Search Unity

About branching and min/max

Discussion in 'Shaders' started by jamius19, Oct 1, 2017.

  1. jamius19

    jamius19

    Joined:
    Mar 30, 2015
    Posts:
    96
    As we know in mobile GPU branching caused by if-else statement kills performance depending on the situation.
    Now looking at the CG Documentations from Nvidia, it seems that the max() or min() functions are implemented by means of ternary operator. See here.

    Now, as the ternary operator is basically just another form of if statement, would that mean using max() or min() functions will have an impact on mobile game performance (Open GL ES 2.0)?
    Can anybody elaborate on this topic a little bit, as I'm a bit confused about this.

    If so, how can I possibly optimize my shader that's already using the max() or min() functions.
    Any kind of direction is appreciated.

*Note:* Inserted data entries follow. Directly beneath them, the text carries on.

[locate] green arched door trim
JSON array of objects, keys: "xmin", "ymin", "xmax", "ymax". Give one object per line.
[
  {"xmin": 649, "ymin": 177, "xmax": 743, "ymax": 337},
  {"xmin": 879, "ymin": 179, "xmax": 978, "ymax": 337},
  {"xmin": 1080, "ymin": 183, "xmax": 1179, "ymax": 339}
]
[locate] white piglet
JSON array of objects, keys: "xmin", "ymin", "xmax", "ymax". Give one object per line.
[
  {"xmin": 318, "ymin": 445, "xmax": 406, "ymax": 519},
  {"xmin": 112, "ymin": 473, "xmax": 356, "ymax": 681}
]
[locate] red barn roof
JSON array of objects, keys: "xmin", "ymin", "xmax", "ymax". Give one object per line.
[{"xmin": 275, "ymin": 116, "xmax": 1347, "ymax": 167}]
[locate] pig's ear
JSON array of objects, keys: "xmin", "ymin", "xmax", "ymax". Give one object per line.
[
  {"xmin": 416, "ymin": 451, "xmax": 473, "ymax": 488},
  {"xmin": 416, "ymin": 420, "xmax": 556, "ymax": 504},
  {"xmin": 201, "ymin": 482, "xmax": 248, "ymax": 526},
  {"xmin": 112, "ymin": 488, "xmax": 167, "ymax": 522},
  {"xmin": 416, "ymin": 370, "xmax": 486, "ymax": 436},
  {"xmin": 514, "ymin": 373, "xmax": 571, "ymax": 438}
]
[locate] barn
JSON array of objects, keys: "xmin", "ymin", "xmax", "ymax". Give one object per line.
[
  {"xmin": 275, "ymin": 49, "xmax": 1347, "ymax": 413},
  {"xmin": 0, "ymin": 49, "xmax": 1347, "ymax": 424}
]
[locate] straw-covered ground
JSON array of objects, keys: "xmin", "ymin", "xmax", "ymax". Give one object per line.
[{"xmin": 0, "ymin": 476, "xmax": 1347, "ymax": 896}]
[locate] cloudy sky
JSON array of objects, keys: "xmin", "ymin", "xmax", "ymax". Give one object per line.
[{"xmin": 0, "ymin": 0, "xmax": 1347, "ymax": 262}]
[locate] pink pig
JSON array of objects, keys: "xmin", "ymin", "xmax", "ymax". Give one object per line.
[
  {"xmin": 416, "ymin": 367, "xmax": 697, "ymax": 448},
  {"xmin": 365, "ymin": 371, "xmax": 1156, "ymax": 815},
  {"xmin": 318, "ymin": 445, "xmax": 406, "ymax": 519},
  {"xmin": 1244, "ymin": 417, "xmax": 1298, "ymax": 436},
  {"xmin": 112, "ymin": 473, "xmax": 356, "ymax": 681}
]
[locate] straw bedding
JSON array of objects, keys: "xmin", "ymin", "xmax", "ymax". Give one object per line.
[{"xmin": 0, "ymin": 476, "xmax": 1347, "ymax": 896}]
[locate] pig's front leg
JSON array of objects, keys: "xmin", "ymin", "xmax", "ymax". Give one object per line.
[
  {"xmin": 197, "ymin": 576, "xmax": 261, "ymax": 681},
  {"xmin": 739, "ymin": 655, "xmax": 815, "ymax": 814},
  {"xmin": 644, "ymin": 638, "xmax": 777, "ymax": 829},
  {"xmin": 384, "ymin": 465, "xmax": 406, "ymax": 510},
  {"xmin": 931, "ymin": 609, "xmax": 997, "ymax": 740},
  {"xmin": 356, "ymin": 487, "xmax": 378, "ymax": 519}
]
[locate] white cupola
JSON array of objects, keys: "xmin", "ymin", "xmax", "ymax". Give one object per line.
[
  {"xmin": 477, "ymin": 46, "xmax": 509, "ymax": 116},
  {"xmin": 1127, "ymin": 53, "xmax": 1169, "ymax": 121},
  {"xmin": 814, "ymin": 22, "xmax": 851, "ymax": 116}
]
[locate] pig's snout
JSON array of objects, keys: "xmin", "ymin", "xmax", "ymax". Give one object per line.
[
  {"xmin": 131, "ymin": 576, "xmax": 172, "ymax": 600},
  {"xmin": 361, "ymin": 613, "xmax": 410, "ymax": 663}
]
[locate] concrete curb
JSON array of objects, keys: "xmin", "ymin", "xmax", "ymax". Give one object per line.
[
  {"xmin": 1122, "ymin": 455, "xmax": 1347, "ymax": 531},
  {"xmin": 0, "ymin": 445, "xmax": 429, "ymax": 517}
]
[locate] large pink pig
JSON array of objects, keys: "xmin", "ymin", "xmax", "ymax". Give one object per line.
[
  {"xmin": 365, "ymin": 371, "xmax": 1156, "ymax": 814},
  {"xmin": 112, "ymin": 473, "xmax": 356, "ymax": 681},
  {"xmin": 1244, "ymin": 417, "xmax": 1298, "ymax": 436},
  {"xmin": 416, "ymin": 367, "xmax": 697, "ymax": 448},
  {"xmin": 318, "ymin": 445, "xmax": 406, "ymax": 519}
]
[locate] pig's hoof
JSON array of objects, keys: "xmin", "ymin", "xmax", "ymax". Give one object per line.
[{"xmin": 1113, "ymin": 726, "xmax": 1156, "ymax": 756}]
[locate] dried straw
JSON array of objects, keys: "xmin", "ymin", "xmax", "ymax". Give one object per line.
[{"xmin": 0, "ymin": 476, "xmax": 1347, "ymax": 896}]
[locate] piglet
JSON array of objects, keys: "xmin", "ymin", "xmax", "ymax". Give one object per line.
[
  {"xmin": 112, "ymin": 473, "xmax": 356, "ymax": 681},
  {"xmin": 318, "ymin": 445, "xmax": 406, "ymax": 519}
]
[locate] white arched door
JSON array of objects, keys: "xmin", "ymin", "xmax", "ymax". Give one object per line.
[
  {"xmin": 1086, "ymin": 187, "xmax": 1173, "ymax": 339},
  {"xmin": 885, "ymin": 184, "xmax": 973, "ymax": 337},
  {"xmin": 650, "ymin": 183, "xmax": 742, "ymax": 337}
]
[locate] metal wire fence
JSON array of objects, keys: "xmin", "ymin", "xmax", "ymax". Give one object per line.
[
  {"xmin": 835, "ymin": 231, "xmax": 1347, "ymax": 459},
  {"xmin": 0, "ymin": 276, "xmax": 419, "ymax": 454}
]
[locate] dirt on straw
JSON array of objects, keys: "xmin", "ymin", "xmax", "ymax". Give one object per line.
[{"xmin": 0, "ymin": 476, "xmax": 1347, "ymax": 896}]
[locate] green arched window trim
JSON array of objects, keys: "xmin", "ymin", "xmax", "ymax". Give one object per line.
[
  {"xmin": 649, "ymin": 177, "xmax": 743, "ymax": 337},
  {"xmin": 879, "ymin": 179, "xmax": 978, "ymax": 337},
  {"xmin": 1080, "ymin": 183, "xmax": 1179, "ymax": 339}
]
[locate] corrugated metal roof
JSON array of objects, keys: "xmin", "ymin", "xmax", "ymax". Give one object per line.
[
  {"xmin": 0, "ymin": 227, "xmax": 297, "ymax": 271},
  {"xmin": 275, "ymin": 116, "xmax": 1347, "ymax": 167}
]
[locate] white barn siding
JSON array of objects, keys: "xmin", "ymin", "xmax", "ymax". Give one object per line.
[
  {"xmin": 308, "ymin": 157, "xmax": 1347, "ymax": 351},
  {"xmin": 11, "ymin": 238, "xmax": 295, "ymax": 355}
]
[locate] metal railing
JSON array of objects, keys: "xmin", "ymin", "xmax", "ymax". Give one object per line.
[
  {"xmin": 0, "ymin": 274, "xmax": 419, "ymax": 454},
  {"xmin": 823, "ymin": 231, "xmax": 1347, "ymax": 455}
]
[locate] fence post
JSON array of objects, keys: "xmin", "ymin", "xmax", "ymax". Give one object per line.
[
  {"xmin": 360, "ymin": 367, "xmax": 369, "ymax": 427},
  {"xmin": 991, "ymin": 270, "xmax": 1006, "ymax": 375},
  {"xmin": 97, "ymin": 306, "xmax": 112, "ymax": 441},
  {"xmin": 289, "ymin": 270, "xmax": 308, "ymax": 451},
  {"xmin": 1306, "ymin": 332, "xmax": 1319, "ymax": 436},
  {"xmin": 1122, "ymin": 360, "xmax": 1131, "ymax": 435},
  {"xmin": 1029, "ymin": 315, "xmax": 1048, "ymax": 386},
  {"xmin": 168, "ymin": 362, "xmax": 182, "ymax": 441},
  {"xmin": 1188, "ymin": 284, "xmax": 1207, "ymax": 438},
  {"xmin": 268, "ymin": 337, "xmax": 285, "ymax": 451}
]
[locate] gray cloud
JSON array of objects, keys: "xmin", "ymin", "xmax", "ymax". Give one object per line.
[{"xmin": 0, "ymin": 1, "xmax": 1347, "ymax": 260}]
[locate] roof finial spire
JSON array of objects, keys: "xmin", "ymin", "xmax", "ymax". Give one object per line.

    Thanks for any help regarding this issue.
     
  2. Michal_

    Michal_

    Joined:
    Jan 14, 2015
    Posts:
    365
    First of all you have to understand that there is a big difference between the source code you write and the compiled code that runs on the hardware. What that means is that not every 'if-else' will be compiled as a conditional branch. Most of them won't in fact. 'if-else' statements are often compiled in a way that both branches are executed every time and the correct result is then selected with conditional move instruction without any branching.
    Consider following snippet
    Code (CSharp):
    1. if(a < b)
    2.     c = a;
    3. else
    4.     c = b;
    This will probably be compiled into 2 hardware instructions (pseudo assembler):
    Code (CSharp):
    1. // less-than instruction; c = a < b ? 1 : 0
    2. lt c, a, b
    3. // conditional move instruction; c = c == 1 ? a : b
    4. movc c, c, a, b
    Above instructions are usually implemented in hardware and are therefore very fast.

    So to summarize, min/max functions and simple if-else statements are very fast on any half decent gpu. But it all depends on your specific compiler/driver/gpu combination. The only way how to be sure is to take a look at the disassembly for your target platform (different GPU vendors provide different tools for that).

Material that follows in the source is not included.